Ao contrário da irmã, Akram, de 21 anos, não pensa em voltar para a Síria, onde cursou um ano de Medicina, mas precisou abandonar os estudos. “Vou prestar vestibular para recomeçar Medicina. Quero ficar aqui no Brasil, montar meu consultório e dar uma boa vida para os meus pais”. O sonho de Akram é se tornar oftalmologista.

Antes de vir para o Brasil, a família ainda tentou viver por um ano de forma ilegal no Egito e por sete meses na Mauritânia. “Não éramos bem aceitos. No Egito, por exemplo, não aceitavam que um sírio estudasse nas faculdades. No Brasil é diferente, as pessoas nos acolheram. Todos os sírios querem ir para a Europa, mas aqui é que podemos ter futuro”, disse Akram.

Entre expectativa e garantia de permanência, refugiados vivem no Brasil

Um grupo de cerca de 11,2 mil pessoas aguardam resposta do Estado brasileiro sobre a solicitação de refúgio

“É uma situação que precisa de muito tempo para vocês daqui entenderem. É uma coisa que a gente se acostumou, mas não é normal, nada é normal lá”. O sorriso fácil e olhar sereno de Charly Kongo contrastam com sua história, que poderia ter sido abreviada. Nascido na República Democrática do Congo, ele decidiu não se calar diante das injustiças e foi às ruas. Uma série de ameaças contra sua vida o fizeram tomar uma decisão: deixar a vida e a família na África e morar no Brasil.

“O povo Bakongo saiu às ruas pedindo a justiça. Aí o governo, como de hábito, reprimiu. Muitas pessoas morreram, muitas desapareceram”, conta. Ameaçado de morte em um cenário político turbulento, ele deixou seu país em 2008. Um amigo sugeriu que Kongo fosse para o Brasil e se ofereceu para ajudá-lo na concessão de visto, pois tinha conhecidos na embaixada brasileira. Mesmo assim, a adaptação não foi fácil. Ele chegou no Brasil sem falar uma palavra em português.

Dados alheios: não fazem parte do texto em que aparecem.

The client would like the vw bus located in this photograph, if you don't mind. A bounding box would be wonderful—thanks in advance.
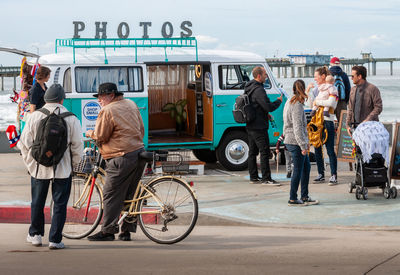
[31,38,287,170]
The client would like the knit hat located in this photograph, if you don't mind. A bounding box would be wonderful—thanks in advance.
[331,57,340,66]
[44,84,65,103]
[93,82,124,97]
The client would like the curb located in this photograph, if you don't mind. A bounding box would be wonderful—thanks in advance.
[0,206,50,224]
[0,205,159,224]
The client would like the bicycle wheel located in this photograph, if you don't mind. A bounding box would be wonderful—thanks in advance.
[139,177,198,244]
[62,174,103,239]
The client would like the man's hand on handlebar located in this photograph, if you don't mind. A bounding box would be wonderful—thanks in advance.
[85,130,94,138]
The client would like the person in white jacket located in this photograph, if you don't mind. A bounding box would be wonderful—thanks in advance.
[18,84,83,249]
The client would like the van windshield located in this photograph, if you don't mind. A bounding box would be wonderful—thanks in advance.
[75,67,143,93]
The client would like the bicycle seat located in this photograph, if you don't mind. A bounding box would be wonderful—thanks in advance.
[139,151,154,161]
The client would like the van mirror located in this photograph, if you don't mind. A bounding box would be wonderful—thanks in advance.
[264,78,272,89]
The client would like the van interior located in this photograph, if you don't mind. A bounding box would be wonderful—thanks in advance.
[147,63,213,144]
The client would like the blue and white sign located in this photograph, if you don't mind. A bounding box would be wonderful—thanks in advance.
[82,99,101,133]
[204,72,212,97]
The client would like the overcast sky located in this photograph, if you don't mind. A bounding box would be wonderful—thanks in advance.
[0,0,400,66]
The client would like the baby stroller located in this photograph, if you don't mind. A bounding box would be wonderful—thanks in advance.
[349,121,397,200]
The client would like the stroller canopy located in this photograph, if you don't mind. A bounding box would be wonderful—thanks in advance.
[353,121,389,163]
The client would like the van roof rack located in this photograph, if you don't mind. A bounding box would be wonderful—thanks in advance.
[55,37,198,64]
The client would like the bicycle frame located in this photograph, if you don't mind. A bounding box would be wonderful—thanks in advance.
[118,161,197,224]
[72,168,105,222]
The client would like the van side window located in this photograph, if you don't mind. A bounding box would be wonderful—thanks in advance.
[218,64,272,90]
[75,67,143,93]
[63,68,72,93]
[53,67,60,84]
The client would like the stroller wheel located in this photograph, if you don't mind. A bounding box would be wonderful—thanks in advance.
[383,187,391,199]
[349,182,354,193]
[390,186,397,199]
[356,186,361,200]
[362,187,368,200]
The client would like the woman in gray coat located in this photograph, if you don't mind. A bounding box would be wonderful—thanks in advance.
[283,79,319,206]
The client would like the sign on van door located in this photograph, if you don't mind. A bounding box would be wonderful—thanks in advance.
[81,99,101,133]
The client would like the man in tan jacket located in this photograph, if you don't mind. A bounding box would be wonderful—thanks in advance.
[346,66,382,135]
[86,83,145,241]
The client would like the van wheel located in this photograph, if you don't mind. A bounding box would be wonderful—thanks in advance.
[192,149,217,163]
[279,149,286,165]
[216,131,249,171]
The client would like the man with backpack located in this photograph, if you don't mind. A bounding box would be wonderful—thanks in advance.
[244,67,282,186]
[18,84,83,249]
[329,57,351,122]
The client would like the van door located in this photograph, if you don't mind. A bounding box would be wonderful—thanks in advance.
[64,64,148,144]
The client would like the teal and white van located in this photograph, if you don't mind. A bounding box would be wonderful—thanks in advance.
[31,38,286,170]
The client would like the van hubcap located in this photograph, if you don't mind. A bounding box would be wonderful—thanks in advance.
[225,139,249,164]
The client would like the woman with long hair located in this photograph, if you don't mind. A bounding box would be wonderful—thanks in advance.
[29,66,51,113]
[283,79,319,206]
[307,67,338,185]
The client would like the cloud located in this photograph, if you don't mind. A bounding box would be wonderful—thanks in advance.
[196,34,218,45]
[28,41,54,55]
[357,34,392,49]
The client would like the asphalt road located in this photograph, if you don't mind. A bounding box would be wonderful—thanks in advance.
[0,224,400,275]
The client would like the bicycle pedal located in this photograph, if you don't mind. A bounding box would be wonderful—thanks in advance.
[118,212,129,225]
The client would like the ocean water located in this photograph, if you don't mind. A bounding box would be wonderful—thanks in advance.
[277,74,400,122]
[0,72,400,130]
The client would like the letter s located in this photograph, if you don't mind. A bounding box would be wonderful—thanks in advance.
[181,21,192,37]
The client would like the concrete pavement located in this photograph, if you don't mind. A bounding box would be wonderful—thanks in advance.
[0,154,400,230]
[0,224,400,275]
[0,154,400,274]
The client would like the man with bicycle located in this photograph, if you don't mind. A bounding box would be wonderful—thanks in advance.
[86,83,145,241]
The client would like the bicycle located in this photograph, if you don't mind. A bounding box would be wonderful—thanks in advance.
[51,143,198,244]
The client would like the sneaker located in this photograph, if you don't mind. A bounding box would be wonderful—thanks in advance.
[302,197,319,205]
[88,231,115,242]
[328,175,338,186]
[49,242,65,249]
[314,174,325,183]
[118,231,132,241]
[250,178,261,184]
[261,179,281,186]
[26,234,42,246]
[288,200,308,206]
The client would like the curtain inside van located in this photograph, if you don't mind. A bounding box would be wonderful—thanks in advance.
[147,65,188,114]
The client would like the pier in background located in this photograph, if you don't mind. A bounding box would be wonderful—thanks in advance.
[266,53,400,78]
[0,66,21,91]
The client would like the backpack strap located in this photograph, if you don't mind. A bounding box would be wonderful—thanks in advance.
[60,112,76,118]
[35,108,50,178]
[36,108,50,116]
[59,112,76,177]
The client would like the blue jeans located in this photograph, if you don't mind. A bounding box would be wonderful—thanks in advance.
[315,121,337,176]
[29,177,72,243]
[286,144,311,200]
[247,129,271,180]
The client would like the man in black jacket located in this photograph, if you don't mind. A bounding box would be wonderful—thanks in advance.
[244,67,282,186]
[329,57,351,122]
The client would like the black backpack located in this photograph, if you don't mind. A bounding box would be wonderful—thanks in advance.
[232,90,256,123]
[31,107,74,175]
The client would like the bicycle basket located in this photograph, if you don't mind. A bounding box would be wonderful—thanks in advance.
[73,148,95,174]
[160,150,190,173]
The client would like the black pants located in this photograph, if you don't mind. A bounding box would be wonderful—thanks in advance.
[101,149,146,234]
[29,177,72,243]
[247,129,271,180]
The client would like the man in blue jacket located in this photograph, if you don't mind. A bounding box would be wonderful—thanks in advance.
[329,57,351,121]
[244,67,282,186]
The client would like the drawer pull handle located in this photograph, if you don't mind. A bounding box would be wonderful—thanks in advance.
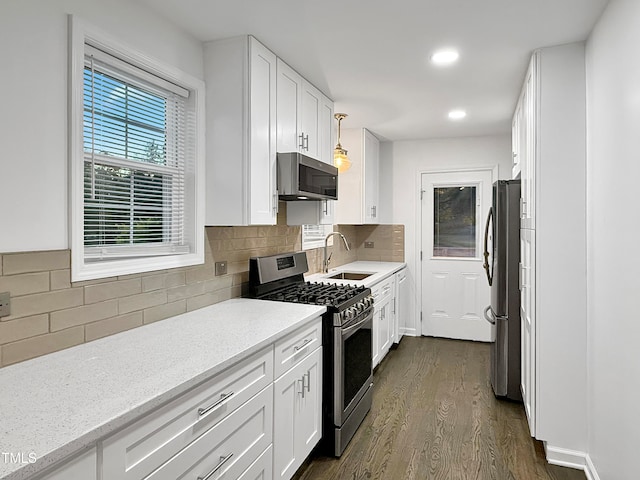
[198,392,233,416]
[293,338,313,352]
[198,453,233,480]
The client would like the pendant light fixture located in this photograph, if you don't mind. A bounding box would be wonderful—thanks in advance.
[333,113,351,173]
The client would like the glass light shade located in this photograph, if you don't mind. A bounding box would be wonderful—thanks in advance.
[333,147,351,173]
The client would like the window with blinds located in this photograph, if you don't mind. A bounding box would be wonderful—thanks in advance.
[83,46,188,260]
[70,18,204,281]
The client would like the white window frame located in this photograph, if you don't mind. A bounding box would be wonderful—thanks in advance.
[69,15,205,282]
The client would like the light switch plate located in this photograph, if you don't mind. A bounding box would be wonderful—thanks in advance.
[216,262,227,277]
[0,292,11,317]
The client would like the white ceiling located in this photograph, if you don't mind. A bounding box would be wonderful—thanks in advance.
[137,0,608,140]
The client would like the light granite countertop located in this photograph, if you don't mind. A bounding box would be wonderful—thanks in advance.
[0,298,325,480]
[305,261,407,288]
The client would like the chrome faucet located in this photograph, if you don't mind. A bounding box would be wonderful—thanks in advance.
[322,232,351,273]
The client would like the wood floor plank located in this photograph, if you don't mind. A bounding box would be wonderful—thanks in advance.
[294,337,586,480]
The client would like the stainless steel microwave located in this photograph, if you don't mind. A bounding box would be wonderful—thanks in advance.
[277,153,338,201]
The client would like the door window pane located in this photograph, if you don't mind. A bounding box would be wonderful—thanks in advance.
[433,185,477,257]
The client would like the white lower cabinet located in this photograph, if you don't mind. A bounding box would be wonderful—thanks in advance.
[371,275,395,367]
[38,447,98,480]
[273,347,322,480]
[394,268,411,343]
[102,346,274,480]
[238,446,273,480]
[35,317,322,480]
[144,385,273,480]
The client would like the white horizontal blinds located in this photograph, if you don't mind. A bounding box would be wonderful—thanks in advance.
[83,45,189,260]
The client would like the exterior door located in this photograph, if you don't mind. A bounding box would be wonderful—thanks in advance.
[421,170,494,342]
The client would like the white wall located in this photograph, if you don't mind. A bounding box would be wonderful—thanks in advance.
[0,0,203,253]
[380,132,511,335]
[586,0,640,480]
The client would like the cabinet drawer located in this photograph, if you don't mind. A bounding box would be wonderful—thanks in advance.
[38,447,98,480]
[144,385,273,480]
[275,317,322,378]
[371,276,394,309]
[103,347,273,480]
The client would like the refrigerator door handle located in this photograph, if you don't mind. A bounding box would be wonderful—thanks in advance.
[482,207,494,284]
[484,305,496,325]
[484,305,507,325]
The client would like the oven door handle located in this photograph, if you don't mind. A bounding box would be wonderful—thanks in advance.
[342,312,371,335]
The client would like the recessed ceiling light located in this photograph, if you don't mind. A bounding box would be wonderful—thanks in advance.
[431,49,460,66]
[449,110,467,120]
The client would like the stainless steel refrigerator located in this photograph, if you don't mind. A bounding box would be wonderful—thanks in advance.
[484,180,522,401]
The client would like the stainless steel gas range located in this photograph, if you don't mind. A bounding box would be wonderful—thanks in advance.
[249,252,373,457]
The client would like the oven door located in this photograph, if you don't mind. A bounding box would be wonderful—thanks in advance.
[333,308,373,427]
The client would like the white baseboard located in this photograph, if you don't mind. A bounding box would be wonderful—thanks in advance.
[544,442,587,470]
[584,454,600,480]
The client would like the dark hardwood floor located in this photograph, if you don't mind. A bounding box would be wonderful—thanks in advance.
[295,337,586,480]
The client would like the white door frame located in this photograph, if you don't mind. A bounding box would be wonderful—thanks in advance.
[414,165,499,337]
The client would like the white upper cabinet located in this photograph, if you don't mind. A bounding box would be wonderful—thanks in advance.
[277,59,335,225]
[335,129,380,225]
[277,59,333,163]
[300,80,324,160]
[318,95,337,165]
[514,57,539,228]
[519,43,587,445]
[276,58,303,153]
[204,36,278,225]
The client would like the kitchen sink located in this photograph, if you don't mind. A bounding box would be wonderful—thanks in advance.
[327,272,373,280]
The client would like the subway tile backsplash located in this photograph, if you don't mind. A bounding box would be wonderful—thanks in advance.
[0,208,404,367]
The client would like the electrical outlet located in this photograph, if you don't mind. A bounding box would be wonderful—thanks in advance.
[216,262,227,277]
[0,292,11,317]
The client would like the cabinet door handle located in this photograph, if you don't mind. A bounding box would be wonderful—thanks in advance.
[198,453,233,480]
[293,338,313,352]
[198,392,233,417]
[302,372,311,392]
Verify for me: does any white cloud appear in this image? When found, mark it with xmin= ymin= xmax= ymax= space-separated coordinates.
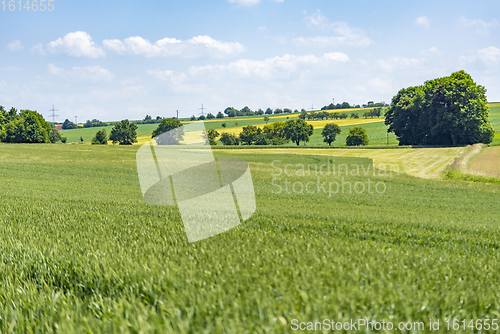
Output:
xmin=147 ymin=70 xmax=186 ymax=85
xmin=377 ymin=57 xmax=428 ymax=72
xmin=103 ymin=35 xmax=245 ymax=58
xmin=477 ymin=46 xmax=500 ymax=63
xmin=189 ymin=52 xmax=349 ymax=80
xmin=429 ymin=46 xmax=439 ymax=53
xmin=7 ymin=40 xmax=24 ymax=52
xmin=229 ymin=0 xmax=260 ymax=6
xmin=458 ymin=15 xmax=500 ymax=34
xmin=47 ymin=31 xmax=106 ymax=58
xmin=415 ymin=16 xmax=431 ymax=29
xmin=293 ymin=11 xmax=373 ymax=47
xmin=228 ymin=0 xmax=285 ymax=6
xmin=459 ymin=46 xmax=500 ymax=70
xmin=47 ymin=64 xmax=115 ymax=81
xmin=323 ymin=52 xmax=350 ymax=63
xmin=30 ymin=43 xmax=46 ymax=56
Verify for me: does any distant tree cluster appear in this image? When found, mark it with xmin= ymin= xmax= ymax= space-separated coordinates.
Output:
xmin=151 ymin=118 xmax=184 ymax=145
xmin=363 ymin=107 xmax=382 ymax=118
xmin=92 ymin=129 xmax=108 ymax=145
xmin=62 ymin=118 xmax=78 ymax=130
xmin=345 ymin=126 xmax=369 ymax=146
xmin=109 ymin=119 xmax=137 ymax=145
xmin=321 ymin=102 xmax=359 ymax=110
xmin=0 ymin=106 xmax=63 ymax=143
xmin=385 ymin=71 xmax=495 ymax=145
xmin=222 ymin=106 xmax=299 ymax=118
xmin=299 ymin=110 xmax=348 ymax=121
xmin=218 ymin=119 xmax=313 ymax=145
xmin=83 ymin=118 xmax=108 ymax=128
xmin=362 ymin=101 xmax=389 ymax=108
xmin=133 ymin=115 xmax=163 ymax=124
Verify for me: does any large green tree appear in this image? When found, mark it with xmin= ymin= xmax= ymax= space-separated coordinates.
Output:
xmin=385 ymin=71 xmax=495 ymax=145
xmin=62 ymin=118 xmax=78 ymax=130
xmin=321 ymin=123 xmax=342 ymax=146
xmin=109 ymin=119 xmax=137 ymax=145
xmin=240 ymin=125 xmax=262 ymax=145
xmin=345 ymin=126 xmax=369 ymax=146
xmin=259 ymin=122 xmax=290 ymax=145
xmin=151 ymin=118 xmax=184 ymax=145
xmin=0 ymin=108 xmax=51 ymax=143
xmin=283 ymin=119 xmax=313 ymax=146
xmin=220 ymin=132 xmax=240 ymax=145
xmin=207 ymin=129 xmax=220 ymax=145
xmin=92 ymin=129 xmax=108 ymax=145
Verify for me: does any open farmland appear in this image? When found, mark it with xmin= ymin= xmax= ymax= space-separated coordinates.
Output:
xmin=0 ymin=144 xmax=500 ymax=333
xmin=468 ymin=146 xmax=500 ymax=178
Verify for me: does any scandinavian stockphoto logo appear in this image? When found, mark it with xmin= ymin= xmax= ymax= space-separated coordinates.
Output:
xmin=136 ymin=122 xmax=256 ymax=242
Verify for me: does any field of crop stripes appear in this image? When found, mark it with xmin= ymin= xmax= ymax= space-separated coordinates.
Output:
xmin=0 ymin=145 xmax=500 ymax=333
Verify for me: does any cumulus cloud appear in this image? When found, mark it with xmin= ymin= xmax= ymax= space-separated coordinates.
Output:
xmin=47 ymin=64 xmax=114 ymax=81
xmin=228 ymin=0 xmax=285 ymax=6
xmin=377 ymin=57 xmax=428 ymax=72
xmin=477 ymin=46 xmax=500 ymax=63
xmin=415 ymin=16 xmax=431 ymax=29
xmin=147 ymin=70 xmax=186 ymax=85
xmin=189 ymin=52 xmax=349 ymax=80
xmin=47 ymin=31 xmax=106 ymax=58
xmin=7 ymin=40 xmax=24 ymax=52
xmin=458 ymin=15 xmax=500 ymax=34
xmin=229 ymin=0 xmax=260 ymax=6
xmin=293 ymin=11 xmax=373 ymax=47
xmin=30 ymin=43 xmax=46 ymax=56
xmin=103 ymin=35 xmax=245 ymax=58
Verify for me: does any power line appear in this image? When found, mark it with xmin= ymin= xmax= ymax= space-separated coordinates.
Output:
xmin=198 ymin=103 xmax=207 ymax=116
xmin=49 ymin=105 xmax=59 ymax=123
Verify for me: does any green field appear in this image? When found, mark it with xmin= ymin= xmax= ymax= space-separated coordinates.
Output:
xmin=0 ymin=143 xmax=500 ymax=333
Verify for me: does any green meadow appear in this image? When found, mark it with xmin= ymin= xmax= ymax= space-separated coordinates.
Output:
xmin=0 ymin=143 xmax=500 ymax=333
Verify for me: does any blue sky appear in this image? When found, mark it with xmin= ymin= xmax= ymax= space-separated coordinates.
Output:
xmin=0 ymin=0 xmax=500 ymax=122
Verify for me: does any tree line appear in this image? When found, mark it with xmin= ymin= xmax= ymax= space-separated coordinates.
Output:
xmin=0 ymin=106 xmax=66 ymax=143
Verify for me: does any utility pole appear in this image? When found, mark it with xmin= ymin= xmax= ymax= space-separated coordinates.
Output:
xmin=49 ymin=105 xmax=59 ymax=123
xmin=198 ymin=103 xmax=207 ymax=116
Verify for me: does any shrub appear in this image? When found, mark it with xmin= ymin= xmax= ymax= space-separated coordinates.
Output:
xmin=220 ymin=132 xmax=240 ymax=145
xmin=345 ymin=127 xmax=368 ymax=146
xmin=92 ymin=129 xmax=108 ymax=145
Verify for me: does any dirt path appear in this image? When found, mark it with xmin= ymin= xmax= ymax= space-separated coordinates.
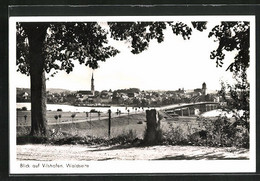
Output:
xmin=17 ymin=144 xmax=249 ymax=161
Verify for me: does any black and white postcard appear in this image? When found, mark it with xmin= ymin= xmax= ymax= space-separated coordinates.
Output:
xmin=9 ymin=15 xmax=256 ymax=174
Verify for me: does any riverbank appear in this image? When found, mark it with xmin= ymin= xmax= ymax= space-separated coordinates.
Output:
xmin=16 ymin=144 xmax=249 ymax=161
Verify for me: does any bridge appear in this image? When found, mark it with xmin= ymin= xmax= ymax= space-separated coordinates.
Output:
xmin=160 ymin=102 xmax=220 ymax=117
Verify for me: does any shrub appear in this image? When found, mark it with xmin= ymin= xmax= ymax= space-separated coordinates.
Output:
xmin=198 ymin=117 xmax=249 ymax=148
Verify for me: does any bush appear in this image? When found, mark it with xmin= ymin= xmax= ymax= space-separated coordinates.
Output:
xmin=137 ymin=121 xmax=143 ymax=124
xmin=193 ymin=117 xmax=249 ymax=148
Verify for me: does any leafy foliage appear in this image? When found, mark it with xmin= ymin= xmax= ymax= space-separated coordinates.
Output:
xmin=209 ymin=22 xmax=250 ymax=130
xmin=17 ymin=22 xmax=119 ymax=75
xmin=209 ymin=21 xmax=250 ymax=72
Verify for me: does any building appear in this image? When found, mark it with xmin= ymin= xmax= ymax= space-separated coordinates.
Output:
xmin=202 ymin=82 xmax=207 ymax=96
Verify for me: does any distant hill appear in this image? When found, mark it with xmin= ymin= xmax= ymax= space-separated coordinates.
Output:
xmin=47 ymin=88 xmax=73 ymax=93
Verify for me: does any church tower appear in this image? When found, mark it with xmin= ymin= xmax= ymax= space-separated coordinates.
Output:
xmin=91 ymin=73 xmax=95 ymax=96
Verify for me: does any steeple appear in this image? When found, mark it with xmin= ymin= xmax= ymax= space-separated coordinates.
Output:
xmin=91 ymin=72 xmax=95 ymax=95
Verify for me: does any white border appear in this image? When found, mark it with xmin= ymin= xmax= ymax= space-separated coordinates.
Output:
xmin=9 ymin=16 xmax=256 ymax=174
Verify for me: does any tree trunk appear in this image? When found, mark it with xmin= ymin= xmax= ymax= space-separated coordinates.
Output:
xmin=23 ymin=23 xmax=47 ymax=136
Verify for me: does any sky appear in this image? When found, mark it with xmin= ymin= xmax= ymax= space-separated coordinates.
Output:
xmin=16 ymin=21 xmax=235 ymax=91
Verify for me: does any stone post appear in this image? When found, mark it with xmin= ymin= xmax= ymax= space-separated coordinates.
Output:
xmin=144 ymin=109 xmax=162 ymax=145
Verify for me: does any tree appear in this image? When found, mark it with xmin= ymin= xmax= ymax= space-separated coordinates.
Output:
xmin=16 ymin=22 xmax=119 ymax=136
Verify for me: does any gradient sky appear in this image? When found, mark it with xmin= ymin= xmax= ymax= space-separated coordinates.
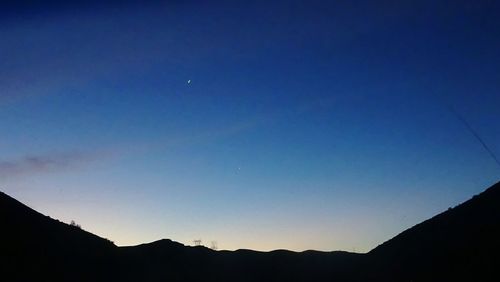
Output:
xmin=0 ymin=0 xmax=500 ymax=252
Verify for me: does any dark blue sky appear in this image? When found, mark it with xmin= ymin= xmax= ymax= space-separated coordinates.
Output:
xmin=0 ymin=1 xmax=500 ymax=251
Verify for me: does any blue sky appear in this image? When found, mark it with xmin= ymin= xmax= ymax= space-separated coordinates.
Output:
xmin=0 ymin=1 xmax=500 ymax=251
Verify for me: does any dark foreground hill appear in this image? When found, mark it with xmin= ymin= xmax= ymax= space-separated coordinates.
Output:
xmin=0 ymin=183 xmax=500 ymax=281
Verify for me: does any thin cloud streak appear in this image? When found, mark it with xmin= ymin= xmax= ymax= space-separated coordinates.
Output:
xmin=0 ymin=152 xmax=110 ymax=179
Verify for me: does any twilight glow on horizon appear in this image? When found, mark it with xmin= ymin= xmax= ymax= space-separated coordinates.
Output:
xmin=0 ymin=0 xmax=500 ymax=252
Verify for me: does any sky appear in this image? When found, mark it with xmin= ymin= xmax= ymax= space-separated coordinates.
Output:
xmin=0 ymin=0 xmax=500 ymax=252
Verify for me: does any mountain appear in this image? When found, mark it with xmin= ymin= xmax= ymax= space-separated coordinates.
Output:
xmin=367 ymin=183 xmax=500 ymax=281
xmin=0 ymin=183 xmax=500 ymax=281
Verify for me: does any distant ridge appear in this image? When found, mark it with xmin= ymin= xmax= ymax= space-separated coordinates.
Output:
xmin=0 ymin=183 xmax=500 ymax=281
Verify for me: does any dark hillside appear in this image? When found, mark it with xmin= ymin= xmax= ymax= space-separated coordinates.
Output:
xmin=368 ymin=183 xmax=500 ymax=281
xmin=0 ymin=192 xmax=116 ymax=281
xmin=0 ymin=181 xmax=500 ymax=281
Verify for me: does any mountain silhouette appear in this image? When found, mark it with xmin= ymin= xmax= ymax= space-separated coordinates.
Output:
xmin=0 ymin=183 xmax=500 ymax=281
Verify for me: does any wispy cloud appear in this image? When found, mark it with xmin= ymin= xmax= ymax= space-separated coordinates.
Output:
xmin=0 ymin=152 xmax=105 ymax=179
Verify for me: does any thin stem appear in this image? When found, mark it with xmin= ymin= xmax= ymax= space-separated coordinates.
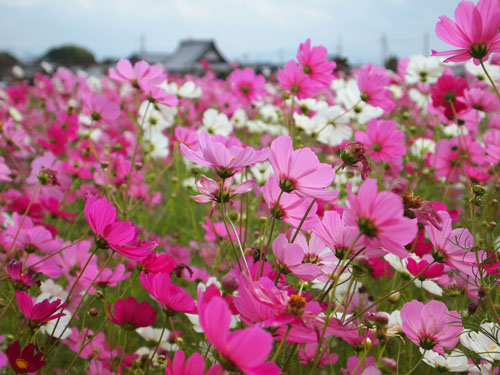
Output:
xmin=479 ymin=59 xmax=500 ymax=99
xmin=271 ymin=325 xmax=292 ymax=362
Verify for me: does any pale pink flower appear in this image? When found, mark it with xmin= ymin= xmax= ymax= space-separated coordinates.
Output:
xmin=401 ymin=300 xmax=463 ymax=354
xmin=180 ymin=131 xmax=268 ymax=178
xmin=278 ymin=60 xmax=323 ymax=99
xmin=269 ymin=135 xmax=338 ymax=201
xmin=344 ymin=178 xmax=418 ymax=258
xmin=355 ymin=119 xmax=406 ymax=169
xmin=262 ymin=175 xmax=318 ymax=230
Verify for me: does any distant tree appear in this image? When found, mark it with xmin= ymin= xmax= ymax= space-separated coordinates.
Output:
xmin=42 ymin=45 xmax=95 ymax=66
xmin=384 ymin=56 xmax=399 ymax=72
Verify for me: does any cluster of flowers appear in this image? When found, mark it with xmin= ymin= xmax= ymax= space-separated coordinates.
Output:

Ao desembarcar no Rio de Janeiro, onde se estabeleceu, fez o que, segundo ele, todos os estrangeiros fazem em situações semelhantes, procurou seus conterrâneos. Brasileiros o ajudaram e o levaram para o centro da cidade, onde encontrou outros congoleses, como ele.

“Eu entendi que, sem falar o português, não teria como viver. Aí procurei estudar o idioma, comecei a fazer um curso na Universidade Federal do Rio de Janeiro, e isso me ajudou a melhorar meu português. Depois,consegui um emprego fixo, no setor de hotelaria. No hotel, comecei na área de limpeza, hoje trabalho como mensageiro”.

Kongo esperou por oito meses a concessão de refúgio e hoje não pensa em voltar a morar em seu país natal, pelo menos em um futuro próximo. “Gostaria de voltar à minha terra um dia, mas não por enquanto, vou esperar um pouquinho. Se Deus quiser aquele regime não estará mais lá”.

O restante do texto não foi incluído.